L’Orchestre symphonique de Seattle. Le Royal Philharmonic de Liverpool. Celui de Stockholm. Le Philharmonique de Londres. L’Orchestre national de Washington. Ceux de São Paulo et Philadelphie… Ce ne sont là que quelques exemples des phalanges que la chef et contralto française Nathalie Stutzmann a été invitée à diriger, ces dernières saisons. Si la liste donne le tournis ce n’est rien à côté de ses engagements présents et futurs.
En résidence auprès de l’Orchestre philharmonique de Rotterdam pour 2018-2019, elle prendra en septembre ses fonctions de chef principale de l’Orchestre symphonique de Kristiansand, en Norvège. Poursuit son mandat de première chef invitée à la Radio de Dublin. Son ensemble, Orfeo 55, est toujours résident à l’Opéra de Montpellier. 2019 devrait la voir diriger La Dame de pique de Tchaïkovski, à La Monnaie de Bruxelles. Et il se pourrait que certaines grandes maisons d’opéra, outre-Atlantique, ne tardent à lui ouvrir leurs portes.
Pour l’heure, c’est un autre défi qui l’attend: diriger la première production lyrique des Chorégies 2018 : Mefistofele de Boito. Première fois qu’elle dirigera à Orange. Première femme tout court, d’ailleurs, à diriger au Théâtre antique. Première fois aussi qu’elle empoignera le pupitre de l’Orchestre philharmonique de Radio France.
Qui plus est dans un titre aussi méconnu du grand public. “Il m’aurait été plus facile de diriger Tannhäuser, que j’ai déjà fait, concède-t-elle.
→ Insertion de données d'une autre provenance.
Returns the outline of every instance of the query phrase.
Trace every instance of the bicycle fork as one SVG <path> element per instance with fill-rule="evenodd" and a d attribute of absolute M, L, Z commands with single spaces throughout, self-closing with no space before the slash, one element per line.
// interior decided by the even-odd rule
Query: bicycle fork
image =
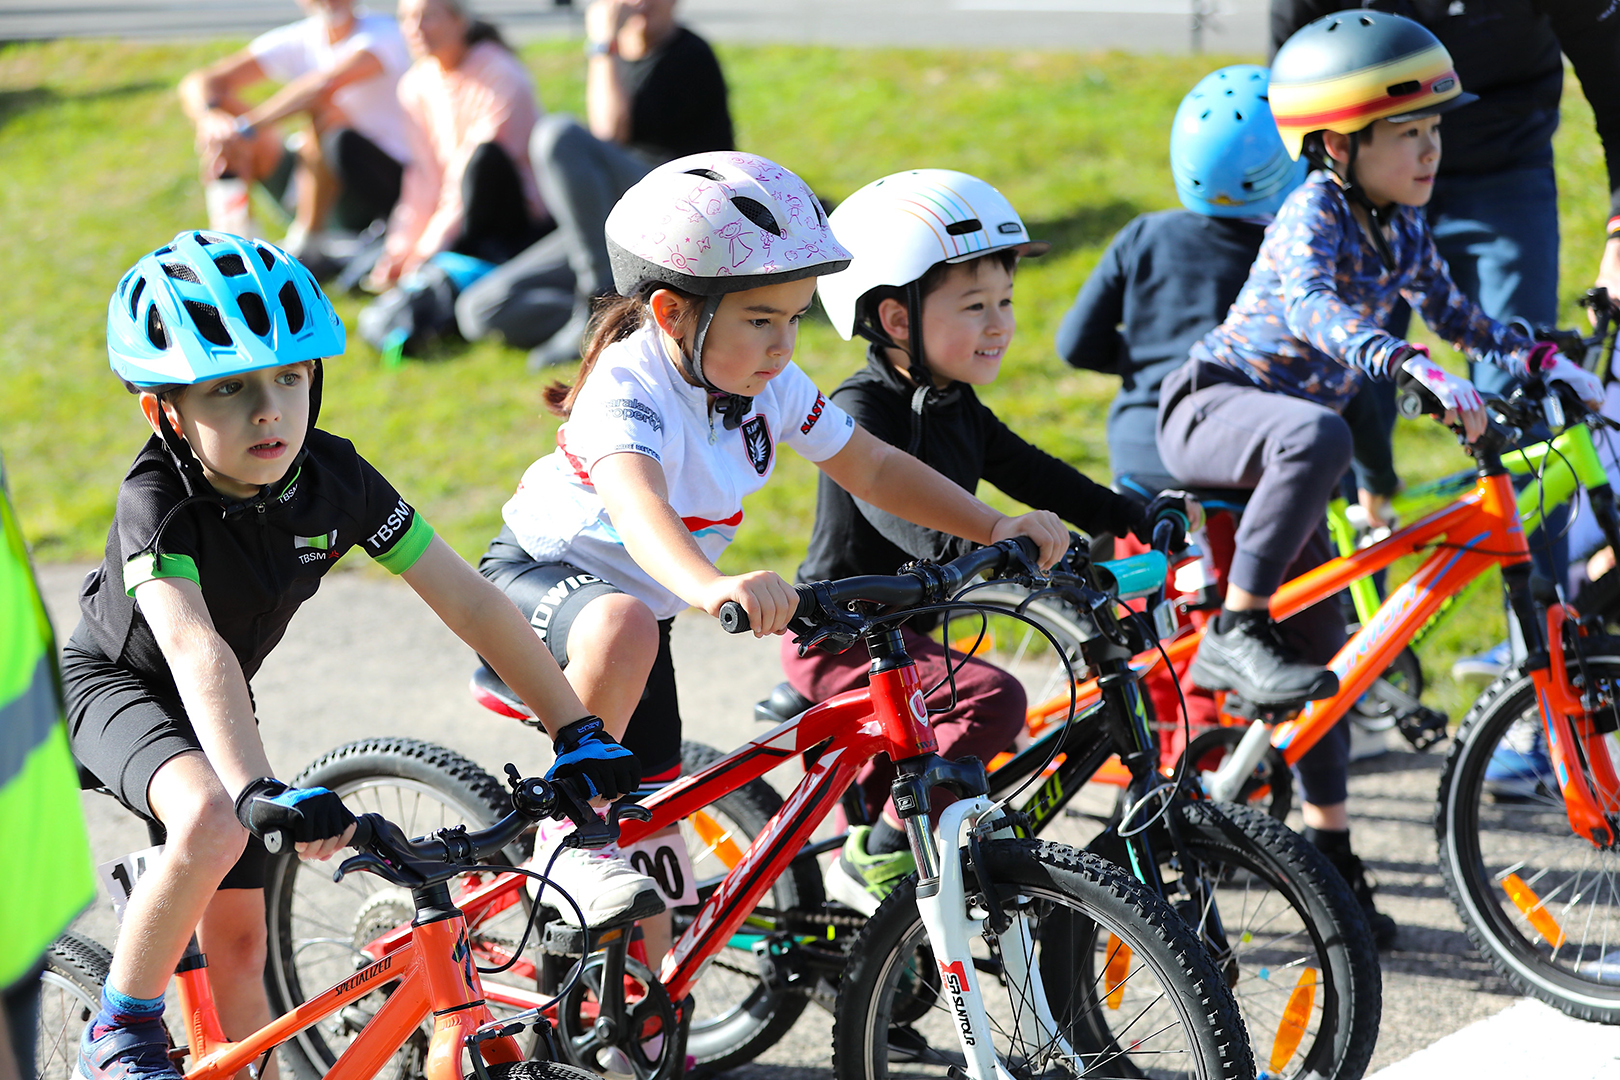
<path fill-rule="evenodd" d="M 930 830 L 928 800 L 915 797 L 932 786 L 927 781 L 937 778 L 942 767 L 975 769 L 981 778 L 982 791 L 983 767 L 971 758 L 954 765 L 936 758 L 933 767 L 926 772 L 915 770 L 908 774 L 904 764 L 911 763 L 903 763 L 901 775 L 895 780 L 895 805 L 909 807 L 909 812 L 902 809 L 901 814 L 911 854 L 917 862 L 917 912 L 939 965 L 941 991 L 956 1017 L 956 1035 L 966 1065 L 964 1071 L 973 1080 L 1013 1080 L 996 1057 L 980 981 L 983 972 L 973 959 L 973 937 L 986 934 L 987 930 L 994 934 L 1001 954 L 1001 977 L 1009 987 L 1021 990 L 1026 998 L 1028 1007 L 1019 1010 L 1016 1017 L 1019 1039 L 1031 1051 L 1044 1047 L 1055 1055 L 1072 1058 L 1074 1051 L 1059 1034 L 1052 1016 L 1029 929 L 1023 919 L 1009 920 L 1001 914 L 1000 898 L 995 895 L 994 886 L 978 859 L 974 860 L 974 866 L 981 877 L 979 891 L 986 894 L 985 907 L 969 909 L 962 849 L 976 847 L 976 838 L 981 833 L 993 839 L 1011 838 L 1015 834 L 1010 822 L 1003 819 L 995 828 L 986 829 L 981 822 L 987 815 L 998 812 L 998 808 L 987 796 L 977 794 L 947 806 L 940 812 L 938 827 Z"/>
Mais je crois que je suis une femme de défi. Et en dépit de toutes les difficultés qu’il peut poser en termes de gestion de l’acoustique, ce lieu m’inspire. Cette oeuvre aussi. L’opéra italien le plus proche de Wagner. Il y a dans cette fresque métaphysique, qui est plus une succession de tableaux qu’un opéra, tout ce que l’on attend à Orange: de grands airs, des bandas en coulisse, des duos et des choeurs magnifiques. J’ai toujours été à l’aise avec les grosses productions.”
Elle le sait, la tâche ne sera pas aisée. Elle s’en réjouirait presque : “J’ai rarement vu un opéra avec autant de changements de tempi et de caractères”, semble-t-elle s’émerveiller. Elle mettra bien sûr son expérience de contralto à profit pour soutenir les solistes. “Ce sont des rôles lourds, qui demandent des tessitures très belles et très larges. J’ai la chance d’avoir face à moi une distribution de haut vol.”
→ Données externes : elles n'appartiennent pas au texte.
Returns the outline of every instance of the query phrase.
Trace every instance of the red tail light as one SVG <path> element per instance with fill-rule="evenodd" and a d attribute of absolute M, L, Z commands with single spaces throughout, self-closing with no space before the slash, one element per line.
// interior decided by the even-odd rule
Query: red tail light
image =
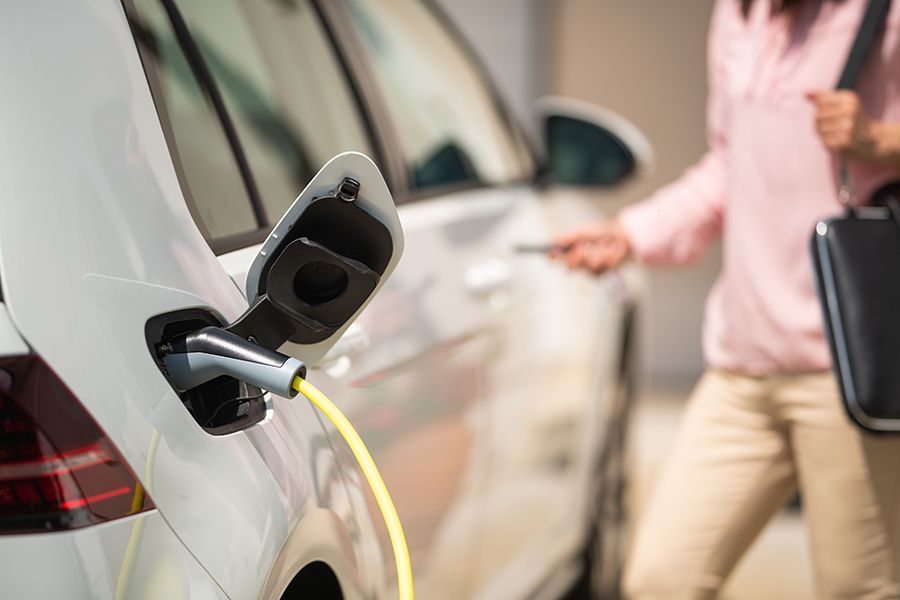
<path fill-rule="evenodd" d="M 74 529 L 151 508 L 115 447 L 44 361 L 0 358 L 0 534 Z"/>

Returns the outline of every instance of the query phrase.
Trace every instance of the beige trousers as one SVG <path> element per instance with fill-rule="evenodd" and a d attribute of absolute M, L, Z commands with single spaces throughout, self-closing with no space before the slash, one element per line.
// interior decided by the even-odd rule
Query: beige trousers
<path fill-rule="evenodd" d="M 900 598 L 900 437 L 851 425 L 831 374 L 717 371 L 638 521 L 626 598 L 715 598 L 798 486 L 817 596 Z"/>

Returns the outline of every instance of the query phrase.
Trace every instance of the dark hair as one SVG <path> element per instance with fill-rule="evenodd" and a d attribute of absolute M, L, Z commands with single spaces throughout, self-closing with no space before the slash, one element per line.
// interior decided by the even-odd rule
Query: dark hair
<path fill-rule="evenodd" d="M 750 8 L 753 6 L 754 0 L 740 0 L 741 1 L 741 10 L 744 12 L 744 17 L 750 14 Z M 770 2 L 771 0 L 766 0 Z M 780 3 L 772 2 L 772 13 L 783 13 L 790 12 L 795 8 L 806 4 L 807 2 L 821 2 L 822 0 L 781 0 Z"/>

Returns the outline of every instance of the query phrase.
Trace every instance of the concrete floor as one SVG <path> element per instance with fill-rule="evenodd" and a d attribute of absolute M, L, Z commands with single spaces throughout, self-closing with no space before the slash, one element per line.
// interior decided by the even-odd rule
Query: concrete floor
<path fill-rule="evenodd" d="M 646 390 L 635 407 L 629 499 L 632 515 L 639 515 L 659 473 L 689 391 Z M 786 511 L 769 525 L 738 565 L 722 594 L 723 600 L 814 597 L 812 563 L 798 511 Z"/>

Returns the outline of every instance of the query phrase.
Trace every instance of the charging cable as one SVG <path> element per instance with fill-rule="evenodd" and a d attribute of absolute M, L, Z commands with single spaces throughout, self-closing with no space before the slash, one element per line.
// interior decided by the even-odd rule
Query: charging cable
<path fill-rule="evenodd" d="M 325 394 L 320 392 L 316 386 L 303 379 L 302 377 L 294 378 L 293 388 L 303 394 L 307 400 L 312 402 L 316 408 L 322 411 L 329 421 L 334 423 L 337 430 L 343 436 L 344 441 L 350 446 L 356 462 L 359 463 L 363 475 L 372 493 L 375 494 L 375 501 L 381 510 L 381 516 L 384 524 L 387 525 L 388 535 L 391 538 L 391 547 L 394 550 L 394 561 L 397 564 L 397 585 L 400 587 L 400 600 L 413 599 L 413 577 L 412 566 L 409 561 L 409 549 L 406 546 L 406 535 L 403 533 L 403 525 L 400 523 L 400 517 L 397 515 L 397 509 L 394 508 L 394 502 L 391 500 L 391 494 L 388 492 L 372 455 L 363 443 L 362 438 L 350 424 L 349 419 L 344 413 L 338 409 L 334 403 L 328 399 Z"/>
<path fill-rule="evenodd" d="M 322 411 L 350 446 L 375 495 L 394 551 L 400 600 L 413 600 L 409 548 L 391 494 L 359 433 L 344 413 L 306 380 L 306 366 L 301 361 L 218 327 L 204 327 L 184 334 L 160 346 L 158 354 L 169 381 L 179 391 L 226 375 L 289 398 L 299 393 Z"/>

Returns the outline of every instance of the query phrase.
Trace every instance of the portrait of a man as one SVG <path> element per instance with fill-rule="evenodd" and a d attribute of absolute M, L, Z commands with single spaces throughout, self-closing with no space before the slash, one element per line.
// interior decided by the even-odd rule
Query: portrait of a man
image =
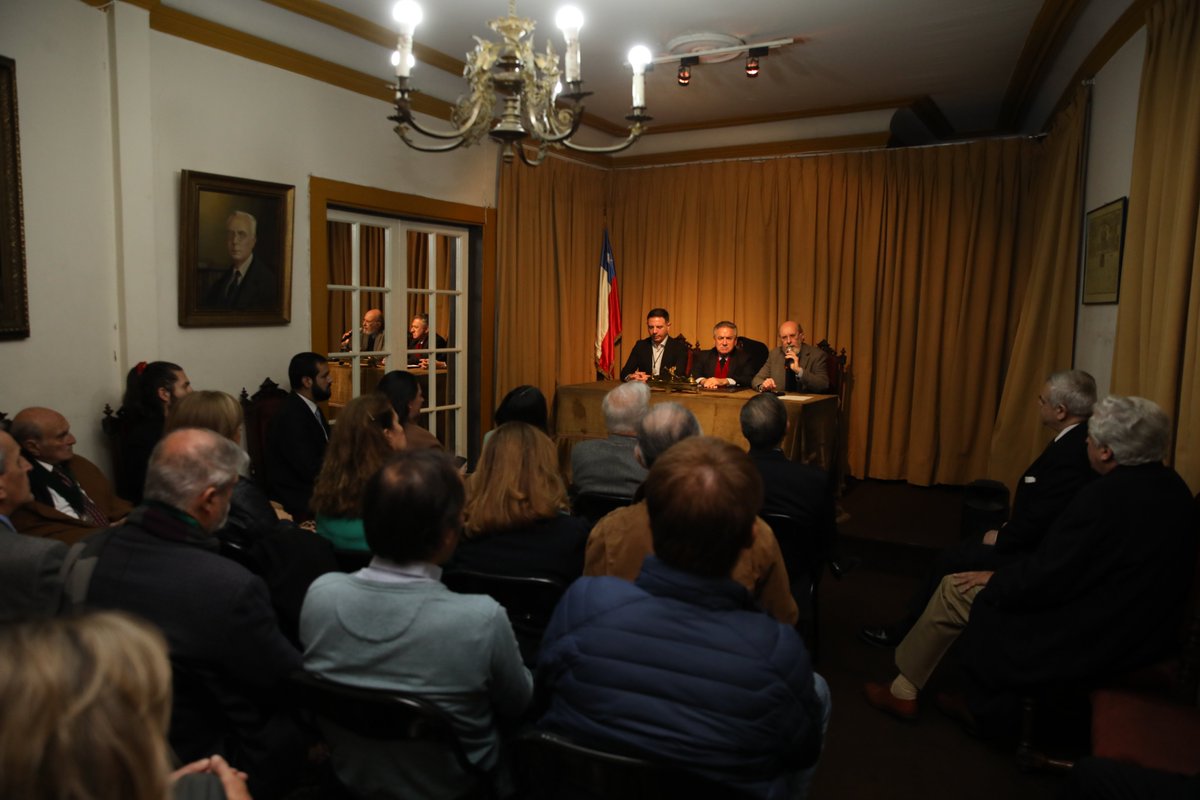
<path fill-rule="evenodd" d="M 201 308 L 262 311 L 278 305 L 275 272 L 254 253 L 257 233 L 258 220 L 253 214 L 234 211 L 225 220 L 229 269 L 209 287 Z"/>

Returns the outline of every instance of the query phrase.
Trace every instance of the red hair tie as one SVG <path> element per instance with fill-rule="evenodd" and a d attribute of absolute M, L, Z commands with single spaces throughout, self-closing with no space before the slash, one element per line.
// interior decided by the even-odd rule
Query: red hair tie
<path fill-rule="evenodd" d="M 145 371 L 146 371 L 146 362 L 145 362 L 145 361 L 139 361 L 139 362 L 138 362 L 138 364 L 137 364 L 137 366 L 136 366 L 136 367 L 134 367 L 134 369 L 136 369 L 136 370 L 137 370 L 137 374 L 138 374 L 138 375 L 141 375 L 143 372 L 145 372 Z"/>

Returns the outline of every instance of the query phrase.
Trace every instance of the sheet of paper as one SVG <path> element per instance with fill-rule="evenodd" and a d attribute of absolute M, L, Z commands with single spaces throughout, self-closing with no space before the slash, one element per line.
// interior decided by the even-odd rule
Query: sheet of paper
<path fill-rule="evenodd" d="M 813 399 L 811 394 L 781 394 L 779 399 L 785 403 L 806 403 Z"/>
Outre Erwin Schrott dans le rôle-titre, elle retrouvera en effet Jean-François Borras en Faust, Béatrice Uria-Monzon en Margherita et Marie-Ange Todorovitch en Marta. Elle pourra également compter sur sa propre connaissance du lieu et de son acoustique, qu’elle a déjà pratiquée en tant que chanteuse. Ainsi que sur le soutien indéfectible de Jean-Louis Grinda. “Il a été le premier à me faire confiance pour diriger un opéra à Monte-Carlo. Le fait qu’il soit en plus à la mise en scène a été un argument supplémentaire, s’il en fallait !”
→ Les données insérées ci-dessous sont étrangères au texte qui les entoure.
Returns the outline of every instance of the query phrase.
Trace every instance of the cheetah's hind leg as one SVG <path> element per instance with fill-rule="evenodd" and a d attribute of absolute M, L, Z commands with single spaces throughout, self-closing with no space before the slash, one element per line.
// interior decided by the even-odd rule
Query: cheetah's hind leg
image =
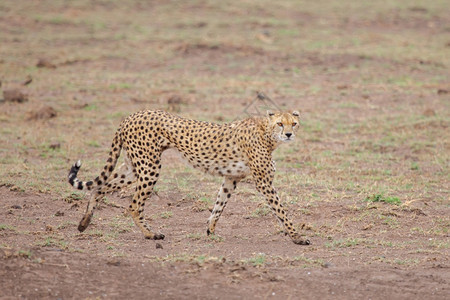
<path fill-rule="evenodd" d="M 135 170 L 128 155 L 125 154 L 124 157 L 124 163 L 120 165 L 117 171 L 114 171 L 114 173 L 111 174 L 105 185 L 102 187 L 102 192 L 106 194 L 120 192 L 120 195 L 124 196 L 128 191 L 135 190 Z"/>
<path fill-rule="evenodd" d="M 161 169 L 161 154 L 155 157 L 148 161 L 142 160 L 136 169 L 137 187 L 129 207 L 129 212 L 134 223 L 142 231 L 146 239 L 162 240 L 164 239 L 164 234 L 153 232 L 144 217 L 145 200 L 150 198 L 153 193 L 153 187 L 158 180 L 159 170 Z"/>

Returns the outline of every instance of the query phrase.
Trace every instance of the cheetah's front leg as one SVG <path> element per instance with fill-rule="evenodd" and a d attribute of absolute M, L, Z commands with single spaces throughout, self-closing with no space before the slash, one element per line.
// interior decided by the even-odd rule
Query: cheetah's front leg
<path fill-rule="evenodd" d="M 261 159 L 262 162 L 259 165 L 252 164 L 251 170 L 253 179 L 256 183 L 256 189 L 264 195 L 267 204 L 277 216 L 278 220 L 283 224 L 285 232 L 287 232 L 295 244 L 298 245 L 310 245 L 309 240 L 304 240 L 300 234 L 295 230 L 292 221 L 288 218 L 286 211 L 281 204 L 277 191 L 273 187 L 273 178 L 275 170 L 271 160 Z M 265 166 L 265 168 L 264 168 Z"/>
<path fill-rule="evenodd" d="M 284 230 L 289 234 L 292 241 L 299 245 L 310 245 L 309 240 L 304 240 L 300 234 L 295 230 L 292 221 L 288 218 L 283 205 L 281 204 L 280 198 L 273 186 L 264 186 L 258 188 L 260 192 L 266 197 L 266 201 L 269 204 L 272 211 L 277 216 L 278 220 L 283 224 Z"/>

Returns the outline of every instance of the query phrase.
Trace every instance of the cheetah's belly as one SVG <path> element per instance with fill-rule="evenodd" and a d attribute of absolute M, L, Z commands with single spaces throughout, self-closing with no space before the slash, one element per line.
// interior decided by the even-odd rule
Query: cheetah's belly
<path fill-rule="evenodd" d="M 219 176 L 245 177 L 250 174 L 250 169 L 243 161 L 230 161 L 210 168 L 208 173 Z"/>
<path fill-rule="evenodd" d="M 209 173 L 215 176 L 230 176 L 230 177 L 246 177 L 250 174 L 250 168 L 243 159 L 235 158 L 234 160 L 216 160 L 203 158 L 194 158 L 190 155 L 184 154 L 186 161 L 196 169 Z"/>

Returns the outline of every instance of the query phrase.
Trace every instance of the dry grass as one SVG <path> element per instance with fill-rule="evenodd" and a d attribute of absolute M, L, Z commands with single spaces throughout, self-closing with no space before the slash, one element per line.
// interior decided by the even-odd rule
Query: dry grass
<path fill-rule="evenodd" d="M 197 6 L 195 15 L 185 13 Z M 176 109 L 186 117 L 228 121 L 245 116 L 255 91 L 264 90 L 281 107 L 302 111 L 299 138 L 274 153 L 276 186 L 289 212 L 311 223 L 308 234 L 330 239 L 327 251 L 409 248 L 390 232 L 410 225 L 413 250 L 448 249 L 450 110 L 448 94 L 437 93 L 448 89 L 446 1 L 189 1 L 177 7 L 16 1 L 0 9 L 2 88 L 20 87 L 30 98 L 0 103 L 0 185 L 76 201 L 84 195 L 66 183 L 70 165 L 81 158 L 80 176 L 97 176 L 129 113 Z M 42 58 L 56 68 L 36 67 Z M 27 76 L 33 82 L 21 86 Z M 175 108 L 168 101 L 174 95 L 181 99 Z M 42 105 L 53 107 L 56 117 L 28 120 Z M 170 153 L 157 191 L 166 198 L 186 195 L 181 200 L 196 203 L 192 210 L 205 211 L 219 183 Z M 255 195 L 246 182 L 236 197 L 261 201 Z M 401 204 L 365 201 L 377 195 Z M 322 217 L 324 208 L 330 213 Z M 246 216 L 272 217 L 264 206 L 244 209 Z M 423 209 L 436 215 L 432 224 L 416 223 Z M 152 215 L 175 217 L 167 207 Z M 126 220 L 114 219 L 109 235 L 87 235 L 125 255 L 115 237 L 132 230 Z M 72 249 L 53 234 L 36 245 Z M 162 260 L 204 259 L 174 255 Z M 272 260 L 259 254 L 244 259 L 253 265 Z M 289 263 L 322 265 L 320 258 Z"/>

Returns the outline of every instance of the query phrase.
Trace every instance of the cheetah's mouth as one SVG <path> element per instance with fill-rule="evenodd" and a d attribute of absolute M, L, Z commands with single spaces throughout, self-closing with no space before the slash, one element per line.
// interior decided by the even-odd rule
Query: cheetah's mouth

Le public, lui, pourra s’en remettre à la fraîcheur de sa lecture. Plus qu’une aspiration, une philosophie : “Une femme de 95 ans m’a dit un jour: “Le plus important dans ma vie est de pouvoir encore me dire que c’est la première fois.” J’y repense chaque fois que j’entre en scène”, confie l’artiste. Avec la voix et l’humanité profondes qui la caractérisent si bien.